Elle est cuisine parce qu’on y cuisine – la table, le réfrigérateur, le buffet, tous ces objets sont ailleurs, dans l’annexe, si l’on veut, mais pas dans la cuisine qui est ce que l’on qualifierait en allemand, langue si pratique, d’une « Kochnische » : un recoin fait d’un plan de travail et d’un évier. 

Des carrelages jaunes et bleu, des surfaces blanches. Beaucoup de grosses éponges que Mamy ébouillante régulièrement comme des crustacés, un énorme savon de Marseille posé en paquebot gluant sur le rebord et qui à coup sûr glisse dans la cuvette. Toujours ce système de double bac, la cuvette, puis l’évier. Je n’ai jamais bien percée la logique. 

La grande poubelle, le bruit de la pédale grinçante et le sac plastique qui se froisse avec des arrêtes restées collées. Ça sent l’eau de Javel quand il y a ménage.

Vers midi, je flaire le poisson frais que j'accepte de regarder en face une fois qu'il est cuit, ou les petites pommes de terre rissolées au beurre, inégalées. 

Sur le crochet à droite, le tablier fin bordé de rouge, avec une grande poche devant, remplie de sopalin plus ou moins utilisé. Dans le placard, le moulin à persil que Mamy aime utiliser quand elle ne cisèle pas de la queue verte. J’ai compris beaucoup plus tard que tout le monde disait ciboulette. Pas de planche à découper, mais la pulpe du pouce tailladée, tout se découpe directement de la main à la poêle. 

Des plaques à induction sur lesquelles je pose une main à 6 ans – cloques. En face des plaques, dans le dos de Mamy et de son pot de crème fraîche, un miroir tout en long où j’adore prendre la pose. Juste à côté, une petite marche pour accéder au salon. J’aime m'y caler avec un livre ou juste pour attendre avec RTL en bruit de fond, petite fille qui ne veut pas être dérangée mais qui veut bien déranger tout le monde en forçant les autres à l’enjamber. Très pratique aussi pour nouer ses lacets. De là, je cale mes pieds sur le tuyau du chauffage qui court le long du mur, près du calendrier où Mamy fait avancer chaque jour un repère en plastique fluo sur la bonne date. Beaucoup de listes de courses dans cette cuisine, sur des bouts de papier cartonné, des stylos bic transparents et des blocs notes fantaisistes. 

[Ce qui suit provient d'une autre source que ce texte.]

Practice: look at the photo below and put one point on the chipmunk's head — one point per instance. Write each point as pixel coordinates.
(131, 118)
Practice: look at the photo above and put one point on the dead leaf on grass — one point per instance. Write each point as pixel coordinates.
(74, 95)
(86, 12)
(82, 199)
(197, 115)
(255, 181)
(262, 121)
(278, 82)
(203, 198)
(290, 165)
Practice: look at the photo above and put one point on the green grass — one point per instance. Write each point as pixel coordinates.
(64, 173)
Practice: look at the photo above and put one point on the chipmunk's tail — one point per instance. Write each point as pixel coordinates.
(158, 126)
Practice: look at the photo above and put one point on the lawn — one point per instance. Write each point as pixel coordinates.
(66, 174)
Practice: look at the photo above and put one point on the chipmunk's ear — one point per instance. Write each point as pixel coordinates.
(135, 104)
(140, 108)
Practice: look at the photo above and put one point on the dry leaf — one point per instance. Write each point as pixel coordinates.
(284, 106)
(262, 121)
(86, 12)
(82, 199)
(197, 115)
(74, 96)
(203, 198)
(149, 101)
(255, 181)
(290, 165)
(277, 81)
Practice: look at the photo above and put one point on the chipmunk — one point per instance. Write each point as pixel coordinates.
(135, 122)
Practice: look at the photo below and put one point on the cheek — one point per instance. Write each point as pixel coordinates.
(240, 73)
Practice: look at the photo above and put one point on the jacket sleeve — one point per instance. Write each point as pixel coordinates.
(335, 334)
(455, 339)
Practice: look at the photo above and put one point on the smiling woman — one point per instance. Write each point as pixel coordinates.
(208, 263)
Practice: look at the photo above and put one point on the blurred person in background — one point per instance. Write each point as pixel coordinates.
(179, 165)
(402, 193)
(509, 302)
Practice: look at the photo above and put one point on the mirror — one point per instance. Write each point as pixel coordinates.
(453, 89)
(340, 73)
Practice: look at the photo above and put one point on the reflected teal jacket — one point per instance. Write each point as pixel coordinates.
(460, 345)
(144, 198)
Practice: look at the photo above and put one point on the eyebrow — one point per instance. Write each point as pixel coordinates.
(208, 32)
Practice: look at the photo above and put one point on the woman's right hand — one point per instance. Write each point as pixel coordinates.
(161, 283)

Toujours dans la cuisine, le vanity case de Mireille, le coffre au trésor. Elle le laisse là, posé entre le gros sel et les feuilles de laurier, pour se refaire une beauté après le déjeuner. Vu que la salle de bain aussi débouche sur la cuisine, c’est pratique. J’y pioche un rouge à lèvres, je caresse la houppette colorée d’une poudre orangée, je n’arrive pas à bien me coiffer les cheveux avec cette brosse en forme de bigoudi géant qui convient aux courtes mèches argentées de ma grand-mère et pas à mes boucles. Je dérange et re-range une lime à ongle dont l’intérêt me semble extrêmement limité. 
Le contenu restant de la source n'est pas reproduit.